Using such an approach may in some cases be useful if using mod_wsgi as a development platform. It certainly would not be recommended you use this mechanism for a production system.

The reasons for not using it on a production system is due to the additional overhead and chance that daemon processes are restarted when you are not expecting them to be. For example, in a production environment where requests are coming in all the time, you do not want a restart triggered when you are part way through making a set of changes which cover multiple files as likely then that an inconsistent set of code will be loaded and the application will fail.

Note that you should also not use this mechanism on a system where you have configured mod_wsgi to preload your WSGI application as soon as the daemon process has started. If you do that, then the monitor thread will be recreated immediately and so for every single code change on a preloaded file you make, the daemon process will be restarted, even if there is no intervening request.

If preloading was really required, the example code would need to be modified so as to not use signals to restart the daemon process, but reset to zero the variable saved away in the WSGI script file that records the modification time of the script file. This will have the affect of delaying the restart until the next request has arrived. Because that variable holding the modification time is an internal implementation detail of mod_wsgi and not strictly part of its published API or behaviour, you should only use that approach if it is warranted.

Restarting Windows Apache

On the Windows platform there is no daemon mode only embedded mode. The MPM used on Apache is the ‘winnt’ MPM. This MPM is like the worker MPM on UNIX systems except that there is only one process.

Being embedded mode, modifying the WSGI script file only results in the WSGI script file itself being reloaded, the process as a whole is not reloaded. Thus there is no way normally through modifying the WSGI script file or any other Python code file used by the application, of having the whole application reloaded automatically.

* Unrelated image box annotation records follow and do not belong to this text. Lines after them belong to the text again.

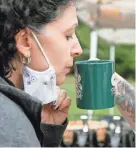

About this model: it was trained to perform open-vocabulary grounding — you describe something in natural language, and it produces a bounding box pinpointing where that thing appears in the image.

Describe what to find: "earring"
[22,49,31,65]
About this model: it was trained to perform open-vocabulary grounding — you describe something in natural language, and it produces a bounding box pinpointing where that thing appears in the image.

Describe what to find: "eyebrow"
[65,23,78,32]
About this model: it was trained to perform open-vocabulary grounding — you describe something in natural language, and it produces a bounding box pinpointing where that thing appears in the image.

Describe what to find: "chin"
[56,74,66,86]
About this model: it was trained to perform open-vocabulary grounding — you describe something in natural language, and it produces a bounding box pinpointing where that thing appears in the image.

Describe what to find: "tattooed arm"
[112,73,136,128]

The recipe in the previous section can be used with daemon mode on UNIX systems to implement an automated scheme for restarting the daemon processes when any code change is made, but because Windows lacks the ‘fork()’ system call daemon mode isn’t supported in the first place.

Thus, the only way one can have code changes picked up on Windows is to restart Apache as a whole. Although a full restart is required, Apache on Windows only uses a single child server process and so the impact isn’t as significant as on UNIX platforms, where many processes may need to be shutdown and restarted.

With that in mind, it is actually possible to modify the prior recipe for restarting a daemon process to restart Apache itself. To achieve this slight of hand, it is necessary to use the Python ‘ctypes’ module to get access to a special internal Apache function which is available in the Windows version of Apache called ‘ap_signal_parent()’.

The required change to get this to work is to replace the restart function in the previous code with the following:

def _restart(path):
    _queue.put(True)
    prefix = 'monitor (pid=%d):' % os.getpid()
    print('%s Change detected to \'%s\'.' % (prefix, path), file=sys.stderr)
    print('%s Triggering Apache restart.' % prefix, file=sys.stderr)
    import ctypes
    ctypes.windll.libhttpd.ap_signal_parent(1)

Other than that, the prior code would be used exactly as before. Now when any change is made to Python code used by the application or any other monitored files, Apache will be restarted automatically for you.

As before, probably recommended that this only be used during development and not on a production system.